The catch is that they must base their film on the genre that they spin on the horror roulette wheel. Similar to the wheel that you would use to play roulette online, be it free demo games or full-on roulette games for enthusiasts, the horror film roulette wheel has subjects instead of numbers.
You might specialise in ghostly scripts, but if you spin and land on slasher, then your choice has been made for you. Sometimes constraints are the driving force in the most creative scripts, so we think this competition has the potential to be really great for budding writers.
This competition usually runs in September so that the entries are finished, and the award ceremony can take place in plenty of time before Halloween. Entrants have just four weeks to complete their films, so don’t go blindly into these heavy time constraints. There are multiple awards including the viewer’s favourite, as well as the best special effects makeup and the best writing, so this could be your chance to get noticed.
Learning The Ropes
If you’re looking at the rules and the turnaround time to the Horror Film Roulette competition and thinking it all sounds a little intimidating then one of the best opportunities that you could give yourself is to really master your craft first.
We regularly write articles on how to improve your skills in the horror genre, from this piece on visual effects mastery, to how to begin a horror script. Reading up on interviews with people whose careers you admire is another great way to get inspired.
Practicing regularly, always being keen to learn about new concepts, and generally becoming a great big horror sponge is the best way to ensure that whenever you hear about a new opportunity, you’re ready to grab it with both hands.
Pay Per Word
Pay per word model is a great way to get your foot on the ladder. Competitions have tempting top prizes, but they only go to the winners.
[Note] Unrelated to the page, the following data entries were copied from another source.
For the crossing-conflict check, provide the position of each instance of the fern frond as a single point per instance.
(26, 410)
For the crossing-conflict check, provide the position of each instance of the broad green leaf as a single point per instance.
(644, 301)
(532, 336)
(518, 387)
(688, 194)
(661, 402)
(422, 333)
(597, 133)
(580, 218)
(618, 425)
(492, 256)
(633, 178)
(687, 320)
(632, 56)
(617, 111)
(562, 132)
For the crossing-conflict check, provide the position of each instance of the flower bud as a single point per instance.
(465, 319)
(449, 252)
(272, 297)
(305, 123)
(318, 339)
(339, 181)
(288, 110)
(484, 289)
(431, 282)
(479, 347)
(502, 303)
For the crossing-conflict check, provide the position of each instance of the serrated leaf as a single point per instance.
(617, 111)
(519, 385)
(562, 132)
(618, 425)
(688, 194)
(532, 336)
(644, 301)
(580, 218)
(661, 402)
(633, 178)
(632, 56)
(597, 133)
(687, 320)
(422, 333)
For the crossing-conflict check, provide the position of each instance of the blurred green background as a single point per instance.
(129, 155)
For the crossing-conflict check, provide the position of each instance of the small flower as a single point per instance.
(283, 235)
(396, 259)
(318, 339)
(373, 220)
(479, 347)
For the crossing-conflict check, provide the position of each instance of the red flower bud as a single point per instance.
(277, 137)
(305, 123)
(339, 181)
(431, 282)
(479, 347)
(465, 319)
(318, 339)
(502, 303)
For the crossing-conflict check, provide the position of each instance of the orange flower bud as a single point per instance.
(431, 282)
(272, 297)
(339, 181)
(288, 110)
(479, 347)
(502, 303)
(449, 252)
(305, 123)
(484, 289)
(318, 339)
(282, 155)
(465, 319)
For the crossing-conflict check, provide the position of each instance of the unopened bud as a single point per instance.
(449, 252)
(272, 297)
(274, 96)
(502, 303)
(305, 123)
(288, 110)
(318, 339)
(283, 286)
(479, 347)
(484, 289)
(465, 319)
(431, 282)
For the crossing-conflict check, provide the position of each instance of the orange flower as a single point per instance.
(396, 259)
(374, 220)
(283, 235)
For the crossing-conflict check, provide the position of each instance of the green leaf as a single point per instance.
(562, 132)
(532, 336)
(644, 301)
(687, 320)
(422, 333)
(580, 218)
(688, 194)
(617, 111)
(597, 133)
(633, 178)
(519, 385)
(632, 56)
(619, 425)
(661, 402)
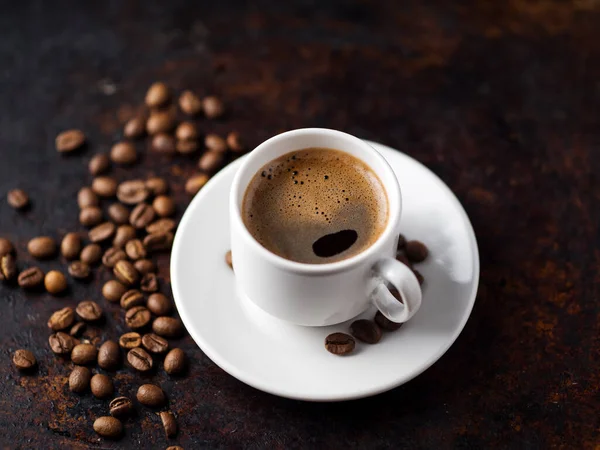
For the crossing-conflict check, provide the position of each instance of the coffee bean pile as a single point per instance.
(137, 227)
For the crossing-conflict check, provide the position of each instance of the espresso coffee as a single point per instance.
(315, 206)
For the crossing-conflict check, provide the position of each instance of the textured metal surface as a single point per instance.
(500, 99)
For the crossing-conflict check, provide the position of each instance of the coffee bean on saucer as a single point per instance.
(18, 198)
(339, 343)
(69, 141)
(366, 331)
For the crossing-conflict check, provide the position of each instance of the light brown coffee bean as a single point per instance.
(91, 254)
(130, 340)
(61, 319)
(99, 164)
(69, 140)
(84, 354)
(137, 317)
(55, 282)
(151, 395)
(139, 359)
(339, 343)
(168, 327)
(175, 362)
(42, 247)
(79, 380)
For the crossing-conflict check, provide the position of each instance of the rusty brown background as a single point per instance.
(499, 98)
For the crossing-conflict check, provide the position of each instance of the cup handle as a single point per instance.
(390, 271)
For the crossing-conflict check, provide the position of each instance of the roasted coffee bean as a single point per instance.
(108, 427)
(70, 247)
(132, 192)
(123, 153)
(130, 340)
(118, 213)
(90, 216)
(159, 304)
(113, 290)
(139, 359)
(42, 247)
(79, 380)
(168, 327)
(69, 140)
(79, 270)
(124, 234)
(366, 331)
(84, 354)
(339, 343)
(61, 343)
(151, 395)
(112, 256)
(31, 278)
(416, 251)
(149, 283)
(190, 103)
(91, 254)
(18, 198)
(215, 143)
(137, 317)
(213, 107)
(104, 186)
(86, 197)
(102, 232)
(169, 423)
(154, 343)
(55, 282)
(132, 298)
(175, 362)
(61, 319)
(24, 359)
(135, 249)
(99, 164)
(210, 161)
(195, 183)
(141, 216)
(126, 273)
(157, 186)
(120, 407)
(89, 310)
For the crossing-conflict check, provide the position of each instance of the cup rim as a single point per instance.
(325, 268)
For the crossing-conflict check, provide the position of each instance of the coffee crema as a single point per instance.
(315, 206)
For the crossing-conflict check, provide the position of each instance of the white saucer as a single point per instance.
(290, 360)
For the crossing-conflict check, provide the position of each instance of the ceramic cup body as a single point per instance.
(321, 294)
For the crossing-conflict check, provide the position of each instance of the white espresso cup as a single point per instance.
(322, 294)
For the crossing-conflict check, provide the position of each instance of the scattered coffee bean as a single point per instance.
(55, 282)
(175, 362)
(126, 273)
(79, 380)
(339, 343)
(108, 427)
(137, 317)
(366, 331)
(151, 395)
(99, 164)
(61, 319)
(121, 407)
(169, 423)
(42, 247)
(130, 340)
(69, 140)
(139, 359)
(18, 198)
(168, 327)
(84, 354)
(31, 278)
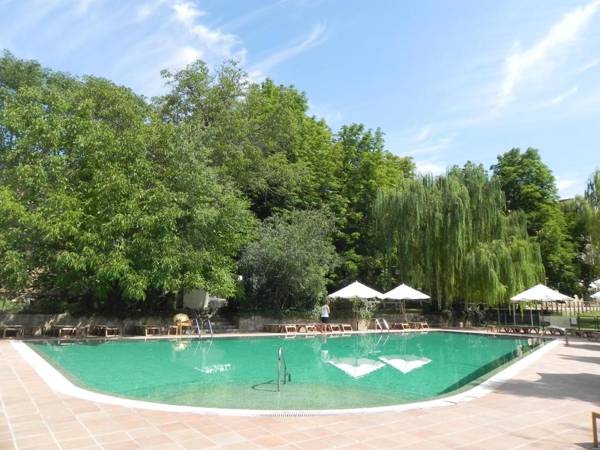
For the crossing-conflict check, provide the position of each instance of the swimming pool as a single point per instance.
(326, 372)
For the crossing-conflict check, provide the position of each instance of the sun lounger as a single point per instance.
(595, 418)
(289, 328)
(16, 330)
(106, 331)
(149, 330)
(63, 330)
(335, 328)
(311, 328)
(346, 327)
(381, 324)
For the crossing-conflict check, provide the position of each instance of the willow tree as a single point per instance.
(453, 237)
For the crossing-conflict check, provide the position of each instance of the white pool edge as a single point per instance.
(59, 383)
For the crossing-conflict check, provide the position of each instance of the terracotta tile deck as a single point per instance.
(548, 405)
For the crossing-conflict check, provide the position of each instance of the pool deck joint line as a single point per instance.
(59, 383)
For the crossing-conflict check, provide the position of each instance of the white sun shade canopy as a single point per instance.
(356, 290)
(540, 293)
(404, 292)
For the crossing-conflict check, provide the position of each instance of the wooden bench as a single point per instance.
(16, 329)
(63, 330)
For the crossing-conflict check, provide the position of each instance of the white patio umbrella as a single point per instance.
(356, 290)
(539, 294)
(403, 293)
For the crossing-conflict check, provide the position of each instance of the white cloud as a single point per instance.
(84, 5)
(589, 66)
(187, 13)
(426, 140)
(312, 39)
(184, 56)
(332, 116)
(523, 62)
(559, 98)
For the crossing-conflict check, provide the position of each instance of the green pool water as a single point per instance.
(326, 372)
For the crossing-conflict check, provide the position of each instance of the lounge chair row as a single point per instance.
(309, 328)
(382, 324)
(61, 331)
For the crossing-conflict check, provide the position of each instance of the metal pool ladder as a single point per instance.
(286, 375)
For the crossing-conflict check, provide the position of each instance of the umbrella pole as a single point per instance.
(531, 315)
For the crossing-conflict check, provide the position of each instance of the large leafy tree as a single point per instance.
(452, 237)
(101, 198)
(530, 187)
(260, 136)
(287, 267)
(583, 224)
(366, 168)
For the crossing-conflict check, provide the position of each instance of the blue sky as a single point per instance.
(446, 81)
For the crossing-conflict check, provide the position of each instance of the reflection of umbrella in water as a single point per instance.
(179, 346)
(405, 363)
(356, 367)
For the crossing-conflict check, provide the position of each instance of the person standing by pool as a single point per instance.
(325, 316)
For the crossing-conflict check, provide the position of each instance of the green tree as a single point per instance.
(592, 191)
(530, 187)
(452, 237)
(102, 198)
(583, 224)
(287, 267)
(366, 168)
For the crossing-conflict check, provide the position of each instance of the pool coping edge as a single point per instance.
(59, 383)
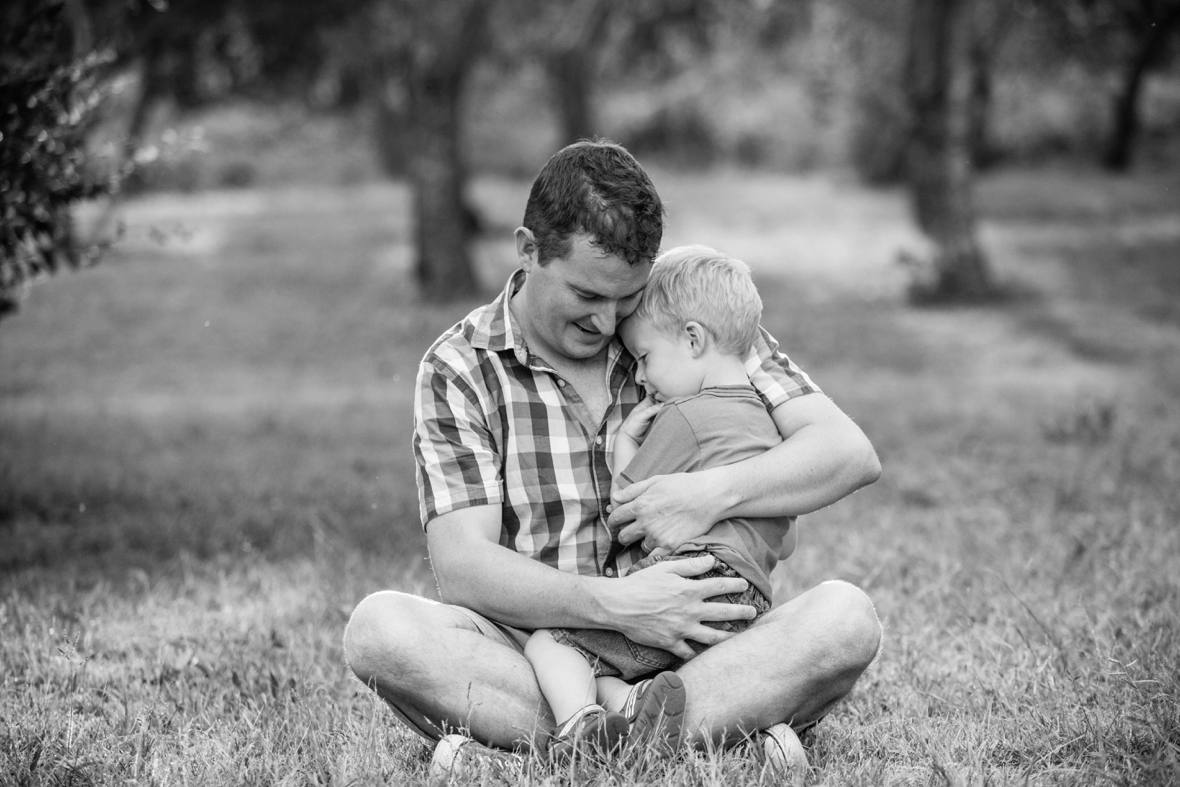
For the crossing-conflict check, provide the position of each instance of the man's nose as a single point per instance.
(605, 319)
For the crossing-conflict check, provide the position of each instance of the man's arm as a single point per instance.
(823, 458)
(657, 607)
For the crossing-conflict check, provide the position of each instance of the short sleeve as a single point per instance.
(669, 447)
(773, 375)
(457, 461)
Instead, if you’re writing for a magazine, blog, or even podcast, then you’ll be guaranteed a set amount for your work.
You can find opportunities that pay anywhere from $0.01 to $0.08 per word at a beginner level. Of course, you’ll need to make sure that you always proofread your writing to ensure it’s ready for publication, and if you succeed, not only will you be a published author–you’ll be a paid one too.
There are lots of places where you can freelance writing work, some will want flash pieces of under 1000 words, and others will want short stories of usually below 7,500. It’s pretty unusual to find any magazines wanting pieces of 10,000 words or more, but they do pop up and can be lucrative if you land one.
Apex Magazine is a good place for writers who have a well-developed style and want to achieve closer to the $0.08 per word mark. They publish all kinds of horror writing each month and are constantly on the lookout for writers with something a little different about them.
The Screw Turn Competition
One final competition focuses on flash fiction horror writing. And the theme for this competition is usually Ghost stories. A true classic of the horror genre and one that many budding writers are very familiar with. This can mean that the competition will be extra fierce, but it also means that the quality of your work should be extra high. The finished piece needs to be super short, between 250 and 1000 words in total.
The team at Screw Turn really emphasises their love of original and unique perspectives and has specifically asked for a twist in the tale. Entry costs $15 and there’s $1000 up for grabs for the winner. If you’re going to enter then you’ll need to be quick as the deadline is the 31st of January, best of luck!